September 13, 2016 By Jenny Marchal

Human destruction: 10 percent of Earth’s wilderness gone in last 20 years

Experts are calling for international policies to act on reversing human destruction before it's too late.

Human activity has managed to destroy a tenth of the world’s wilderness in the last 20 years alone according to researchers who published a paper on the subject earlier this week.

It was 20 years ago that scientists and researchers began a massive world mapping project showing wilderness spots unaffected by human activity both biologically and ecologically. At the time, that amounted to 30.1 million square kms or around 20 percent of the total land mass of Earth.

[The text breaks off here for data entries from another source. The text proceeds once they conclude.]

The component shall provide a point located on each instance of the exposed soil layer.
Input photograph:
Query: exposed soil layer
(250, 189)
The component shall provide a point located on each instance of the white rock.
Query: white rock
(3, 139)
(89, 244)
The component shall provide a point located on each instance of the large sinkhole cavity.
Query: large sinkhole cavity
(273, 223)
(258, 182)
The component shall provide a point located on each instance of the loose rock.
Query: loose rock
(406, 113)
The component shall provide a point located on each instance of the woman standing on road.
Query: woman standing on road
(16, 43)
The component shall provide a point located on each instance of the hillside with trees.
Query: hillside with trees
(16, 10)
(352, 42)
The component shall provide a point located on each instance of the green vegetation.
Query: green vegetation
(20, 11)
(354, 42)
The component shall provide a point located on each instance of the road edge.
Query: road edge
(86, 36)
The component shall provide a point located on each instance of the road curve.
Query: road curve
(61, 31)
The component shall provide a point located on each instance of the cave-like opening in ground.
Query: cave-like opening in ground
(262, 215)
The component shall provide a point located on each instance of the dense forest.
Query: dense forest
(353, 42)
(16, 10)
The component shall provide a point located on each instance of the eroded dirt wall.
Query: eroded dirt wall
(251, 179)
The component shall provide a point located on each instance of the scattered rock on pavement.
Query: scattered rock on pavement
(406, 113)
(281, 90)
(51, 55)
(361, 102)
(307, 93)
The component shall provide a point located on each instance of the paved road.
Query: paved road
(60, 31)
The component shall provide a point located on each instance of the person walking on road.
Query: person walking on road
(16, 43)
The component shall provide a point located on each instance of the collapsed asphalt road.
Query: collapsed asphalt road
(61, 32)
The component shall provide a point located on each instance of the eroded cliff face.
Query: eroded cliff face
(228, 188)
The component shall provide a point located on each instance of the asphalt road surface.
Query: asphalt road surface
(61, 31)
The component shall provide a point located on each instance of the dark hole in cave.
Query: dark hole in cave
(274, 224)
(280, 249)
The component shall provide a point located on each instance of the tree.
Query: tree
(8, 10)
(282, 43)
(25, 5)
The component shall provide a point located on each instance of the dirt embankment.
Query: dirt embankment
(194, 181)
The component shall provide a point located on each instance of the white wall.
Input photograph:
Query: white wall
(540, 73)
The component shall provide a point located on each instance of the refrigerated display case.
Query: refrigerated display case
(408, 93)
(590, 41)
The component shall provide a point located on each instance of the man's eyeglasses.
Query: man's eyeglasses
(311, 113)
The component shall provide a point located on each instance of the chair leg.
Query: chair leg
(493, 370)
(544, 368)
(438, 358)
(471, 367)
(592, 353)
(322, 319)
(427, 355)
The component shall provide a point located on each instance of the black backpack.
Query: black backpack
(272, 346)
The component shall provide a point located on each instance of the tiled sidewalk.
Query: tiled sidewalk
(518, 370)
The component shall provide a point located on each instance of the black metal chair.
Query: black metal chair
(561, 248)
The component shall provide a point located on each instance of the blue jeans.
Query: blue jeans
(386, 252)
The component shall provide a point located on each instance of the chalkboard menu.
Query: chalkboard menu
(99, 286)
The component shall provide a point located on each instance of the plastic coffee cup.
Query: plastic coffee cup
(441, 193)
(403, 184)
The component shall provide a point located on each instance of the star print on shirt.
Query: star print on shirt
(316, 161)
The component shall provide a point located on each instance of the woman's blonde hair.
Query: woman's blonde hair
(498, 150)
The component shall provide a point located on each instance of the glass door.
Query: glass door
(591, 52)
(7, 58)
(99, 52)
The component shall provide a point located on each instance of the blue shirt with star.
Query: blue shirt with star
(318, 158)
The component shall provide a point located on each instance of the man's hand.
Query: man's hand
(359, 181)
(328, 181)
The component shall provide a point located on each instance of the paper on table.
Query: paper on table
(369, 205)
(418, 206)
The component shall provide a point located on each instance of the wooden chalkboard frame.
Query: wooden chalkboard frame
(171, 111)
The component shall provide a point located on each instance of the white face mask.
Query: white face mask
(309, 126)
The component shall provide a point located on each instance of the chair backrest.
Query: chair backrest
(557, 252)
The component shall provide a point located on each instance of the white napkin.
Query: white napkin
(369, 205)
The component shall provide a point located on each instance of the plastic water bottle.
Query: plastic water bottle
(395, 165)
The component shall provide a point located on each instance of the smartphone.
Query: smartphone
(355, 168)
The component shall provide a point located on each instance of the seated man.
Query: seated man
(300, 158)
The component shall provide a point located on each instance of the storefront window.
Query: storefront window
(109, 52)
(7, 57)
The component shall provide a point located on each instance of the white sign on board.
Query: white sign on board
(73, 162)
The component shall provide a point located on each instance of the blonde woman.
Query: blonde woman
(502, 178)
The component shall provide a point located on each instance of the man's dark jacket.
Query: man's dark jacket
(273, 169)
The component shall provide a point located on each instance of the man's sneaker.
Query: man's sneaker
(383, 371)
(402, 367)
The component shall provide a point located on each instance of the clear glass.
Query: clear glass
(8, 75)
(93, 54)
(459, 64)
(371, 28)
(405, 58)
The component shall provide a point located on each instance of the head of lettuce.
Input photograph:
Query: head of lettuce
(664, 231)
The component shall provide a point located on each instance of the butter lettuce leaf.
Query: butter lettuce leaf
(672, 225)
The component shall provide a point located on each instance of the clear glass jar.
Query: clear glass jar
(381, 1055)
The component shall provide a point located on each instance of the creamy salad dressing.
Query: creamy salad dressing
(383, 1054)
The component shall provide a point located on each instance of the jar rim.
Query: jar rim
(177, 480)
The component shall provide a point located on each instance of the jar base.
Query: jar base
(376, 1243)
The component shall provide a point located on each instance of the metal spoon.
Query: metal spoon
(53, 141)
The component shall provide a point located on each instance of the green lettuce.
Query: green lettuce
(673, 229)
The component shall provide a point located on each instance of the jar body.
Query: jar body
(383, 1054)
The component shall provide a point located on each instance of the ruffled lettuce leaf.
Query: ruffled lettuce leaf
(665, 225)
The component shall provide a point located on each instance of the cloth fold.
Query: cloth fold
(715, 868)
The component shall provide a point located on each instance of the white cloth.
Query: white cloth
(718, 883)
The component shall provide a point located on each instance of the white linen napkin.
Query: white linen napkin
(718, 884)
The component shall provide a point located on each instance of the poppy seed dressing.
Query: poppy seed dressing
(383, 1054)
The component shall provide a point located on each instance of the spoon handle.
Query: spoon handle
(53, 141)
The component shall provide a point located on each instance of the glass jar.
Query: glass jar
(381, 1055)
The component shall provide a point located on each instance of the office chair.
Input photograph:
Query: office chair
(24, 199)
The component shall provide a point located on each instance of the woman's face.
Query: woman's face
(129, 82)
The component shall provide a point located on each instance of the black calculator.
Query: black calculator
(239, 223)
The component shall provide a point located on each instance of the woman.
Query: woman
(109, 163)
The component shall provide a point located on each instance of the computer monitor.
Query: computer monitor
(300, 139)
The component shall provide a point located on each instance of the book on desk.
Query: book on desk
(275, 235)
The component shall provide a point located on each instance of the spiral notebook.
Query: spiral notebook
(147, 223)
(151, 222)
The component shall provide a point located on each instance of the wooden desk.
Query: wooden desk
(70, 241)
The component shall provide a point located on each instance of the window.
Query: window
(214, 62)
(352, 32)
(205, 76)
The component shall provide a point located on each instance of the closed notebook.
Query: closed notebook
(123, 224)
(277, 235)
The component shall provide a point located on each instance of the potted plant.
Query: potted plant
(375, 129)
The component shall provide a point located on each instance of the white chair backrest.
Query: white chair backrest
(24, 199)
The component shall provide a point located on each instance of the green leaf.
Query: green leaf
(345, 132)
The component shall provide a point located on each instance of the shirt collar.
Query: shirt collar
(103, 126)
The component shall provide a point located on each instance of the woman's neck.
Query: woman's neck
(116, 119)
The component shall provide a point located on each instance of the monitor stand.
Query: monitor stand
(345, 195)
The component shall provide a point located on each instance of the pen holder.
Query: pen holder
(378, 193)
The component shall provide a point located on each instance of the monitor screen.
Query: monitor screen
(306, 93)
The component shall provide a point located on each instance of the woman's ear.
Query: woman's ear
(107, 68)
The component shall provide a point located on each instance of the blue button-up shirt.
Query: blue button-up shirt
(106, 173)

Last year, a new map was constructed to see the differences over the 20 year period but what the researchers found was shocking – a loss of 3.3 million square kms which equates to 10 percent of the land that was present back in the 1990s.

The most affected area was the Amazon rainforest which made up 30 percent of the overall loss and is mainly down to deforestation and logging activity.

The sobering reality is that conservationists only have a short amount of time to slow down the destruction and start to turn it around through governmental protection policies.

“You cannot restore wilderness, once it is gone, and the ecological process that underpin these ecosystems is gone, and it never comes back to the state it was. The only option is to proactively protect what is left,” stated Dr Oscar Venter of the University of Northern British Colombia and author of the study.

The slower rates of destruction are located in North America, North Asia, North Africa and Australia where preservation has kept destruction at a low-rate. But there are still concerns not enough is being done to protect mother nature’s beauty.

“We need to recognise that wilderness areas, which we’ve foolishly considered to be de-facto protected due to their remoteness, are actually being dramatically lost around the world,” stated Venter. “Without proactive global interventions we could lose the last jewels in nature’s crown.”

Details of the study were published in the journal Current Biology.